Updated at: 19.15pm
HERE’S A FIVE-exercise chest workout to really knock you into shape – and yes, there are press-ups.
The session should be done by performing each exercise in 4 sets of 15 reps of each exercise, while keeping the pace up.
Exercise #1 – Alternate dumbbell press on a Swiss ball
Lie back with your shoulders on the Swiss Ball and hold a dumbbell in each hand.
Keeping one arm still and straight, lower the other dumbbell.
Pause, then press it back up and lower the other. (That’s 15 reps each side, folks)
Exercise #2 – Clap press-up
Drop down into the press-up position, hands and toes touching the floor.
Lower yourself to the ground and then explode upwards, taking your hands off the floor and bringing them together before putting them back down again.
Make the movement an explosive one!
Exercise #3 – Dumbbell press on an incline bench
Lie on an incline bench with a dumbbell in each hand and your arms extended straight above your chest.
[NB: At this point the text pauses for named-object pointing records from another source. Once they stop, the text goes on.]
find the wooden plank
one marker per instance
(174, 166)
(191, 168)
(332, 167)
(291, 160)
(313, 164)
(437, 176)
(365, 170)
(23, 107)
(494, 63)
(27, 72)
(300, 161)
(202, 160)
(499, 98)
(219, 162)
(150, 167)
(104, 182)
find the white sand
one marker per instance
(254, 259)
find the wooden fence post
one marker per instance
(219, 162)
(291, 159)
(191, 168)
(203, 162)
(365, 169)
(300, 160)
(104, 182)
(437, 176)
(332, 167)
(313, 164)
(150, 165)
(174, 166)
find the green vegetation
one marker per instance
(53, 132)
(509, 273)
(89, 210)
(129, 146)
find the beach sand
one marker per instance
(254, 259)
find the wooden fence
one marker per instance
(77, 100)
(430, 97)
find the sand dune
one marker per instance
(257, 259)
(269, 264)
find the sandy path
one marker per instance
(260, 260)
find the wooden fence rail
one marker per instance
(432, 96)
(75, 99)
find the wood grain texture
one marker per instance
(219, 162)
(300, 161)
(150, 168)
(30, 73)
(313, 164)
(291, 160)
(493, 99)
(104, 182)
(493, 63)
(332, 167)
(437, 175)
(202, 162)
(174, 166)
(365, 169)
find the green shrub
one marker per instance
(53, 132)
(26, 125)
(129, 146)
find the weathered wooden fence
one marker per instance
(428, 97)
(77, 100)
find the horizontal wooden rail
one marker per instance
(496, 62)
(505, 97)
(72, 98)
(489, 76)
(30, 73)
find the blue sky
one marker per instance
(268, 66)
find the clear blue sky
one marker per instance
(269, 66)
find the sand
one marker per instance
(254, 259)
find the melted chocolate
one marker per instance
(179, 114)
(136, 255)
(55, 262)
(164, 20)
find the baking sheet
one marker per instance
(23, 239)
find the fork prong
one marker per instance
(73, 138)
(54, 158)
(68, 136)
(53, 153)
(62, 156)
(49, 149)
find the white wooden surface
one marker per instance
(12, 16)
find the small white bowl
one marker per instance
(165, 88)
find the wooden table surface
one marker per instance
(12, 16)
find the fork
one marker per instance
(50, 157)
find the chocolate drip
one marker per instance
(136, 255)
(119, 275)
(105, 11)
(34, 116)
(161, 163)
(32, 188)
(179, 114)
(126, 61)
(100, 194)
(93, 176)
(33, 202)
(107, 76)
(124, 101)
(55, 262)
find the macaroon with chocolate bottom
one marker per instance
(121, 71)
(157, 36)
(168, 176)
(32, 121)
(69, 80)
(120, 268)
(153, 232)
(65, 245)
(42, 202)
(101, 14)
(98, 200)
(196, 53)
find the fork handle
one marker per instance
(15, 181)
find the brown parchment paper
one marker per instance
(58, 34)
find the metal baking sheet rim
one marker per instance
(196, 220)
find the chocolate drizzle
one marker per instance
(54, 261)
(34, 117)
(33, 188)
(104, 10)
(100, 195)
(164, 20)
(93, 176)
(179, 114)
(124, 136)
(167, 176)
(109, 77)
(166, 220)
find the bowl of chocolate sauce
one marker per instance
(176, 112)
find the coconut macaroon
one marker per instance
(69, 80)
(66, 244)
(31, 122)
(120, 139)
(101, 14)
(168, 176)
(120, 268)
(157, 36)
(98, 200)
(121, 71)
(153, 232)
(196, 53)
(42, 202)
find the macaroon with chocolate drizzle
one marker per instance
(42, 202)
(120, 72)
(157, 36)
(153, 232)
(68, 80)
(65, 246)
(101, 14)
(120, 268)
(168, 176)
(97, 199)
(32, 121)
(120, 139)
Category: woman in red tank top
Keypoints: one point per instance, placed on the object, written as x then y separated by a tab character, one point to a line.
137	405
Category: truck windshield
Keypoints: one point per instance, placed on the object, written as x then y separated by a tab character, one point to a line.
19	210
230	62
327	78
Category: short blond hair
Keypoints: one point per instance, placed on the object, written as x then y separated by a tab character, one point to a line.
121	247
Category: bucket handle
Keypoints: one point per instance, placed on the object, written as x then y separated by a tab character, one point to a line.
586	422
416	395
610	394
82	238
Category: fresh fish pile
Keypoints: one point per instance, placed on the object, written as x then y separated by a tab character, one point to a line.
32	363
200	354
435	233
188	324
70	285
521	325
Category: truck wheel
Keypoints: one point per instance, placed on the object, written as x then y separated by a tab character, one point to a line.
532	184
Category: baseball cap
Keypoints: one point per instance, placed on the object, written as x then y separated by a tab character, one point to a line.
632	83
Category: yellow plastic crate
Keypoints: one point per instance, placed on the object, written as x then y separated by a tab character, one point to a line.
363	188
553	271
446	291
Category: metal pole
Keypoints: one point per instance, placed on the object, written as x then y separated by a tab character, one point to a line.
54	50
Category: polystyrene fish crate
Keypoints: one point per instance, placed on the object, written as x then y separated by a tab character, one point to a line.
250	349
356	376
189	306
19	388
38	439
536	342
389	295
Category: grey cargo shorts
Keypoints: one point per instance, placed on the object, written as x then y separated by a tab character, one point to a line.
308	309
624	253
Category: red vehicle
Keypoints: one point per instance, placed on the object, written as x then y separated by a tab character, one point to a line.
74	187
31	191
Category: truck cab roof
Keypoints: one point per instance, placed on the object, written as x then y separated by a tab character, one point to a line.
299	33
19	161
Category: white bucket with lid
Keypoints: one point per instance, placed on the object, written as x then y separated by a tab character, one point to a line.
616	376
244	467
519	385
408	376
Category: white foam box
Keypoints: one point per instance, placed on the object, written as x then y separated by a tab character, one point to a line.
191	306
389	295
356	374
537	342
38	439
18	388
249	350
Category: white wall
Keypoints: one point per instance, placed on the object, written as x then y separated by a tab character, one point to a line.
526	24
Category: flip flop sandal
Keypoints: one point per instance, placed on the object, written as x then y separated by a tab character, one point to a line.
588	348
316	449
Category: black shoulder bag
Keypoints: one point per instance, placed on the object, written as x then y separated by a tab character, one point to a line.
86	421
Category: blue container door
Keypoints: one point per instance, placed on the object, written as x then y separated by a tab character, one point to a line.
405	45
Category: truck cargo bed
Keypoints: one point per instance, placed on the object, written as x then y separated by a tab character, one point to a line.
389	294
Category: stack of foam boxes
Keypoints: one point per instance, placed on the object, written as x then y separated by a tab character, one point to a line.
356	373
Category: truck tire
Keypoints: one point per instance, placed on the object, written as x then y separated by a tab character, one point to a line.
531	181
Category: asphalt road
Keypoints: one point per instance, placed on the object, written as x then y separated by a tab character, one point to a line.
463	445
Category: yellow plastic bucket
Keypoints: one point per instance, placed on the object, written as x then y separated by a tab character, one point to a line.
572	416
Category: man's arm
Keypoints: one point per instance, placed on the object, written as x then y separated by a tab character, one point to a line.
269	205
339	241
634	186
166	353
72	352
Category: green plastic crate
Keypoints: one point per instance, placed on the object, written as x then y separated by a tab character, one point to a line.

Lower the dumbbells until they’re resting along the sides of your chest.
Pause, then press them back up explosively.
Exercise #4 — Dumbbell fly on a Swiss Ball
Keeping an arch in your elbows, slowly lower the weights out to your sides.
Maintain the same angle in your elbow joints when both lowering and raising and press the weights when they’re back together.
Keep the movement slow and controlled.
Exercise #5 — Cable punch
Stand adjacent to a cable machine set at shoulder level. Grab the attachment and punch your arm forward by extending at your elbow so that your palm faces the floor.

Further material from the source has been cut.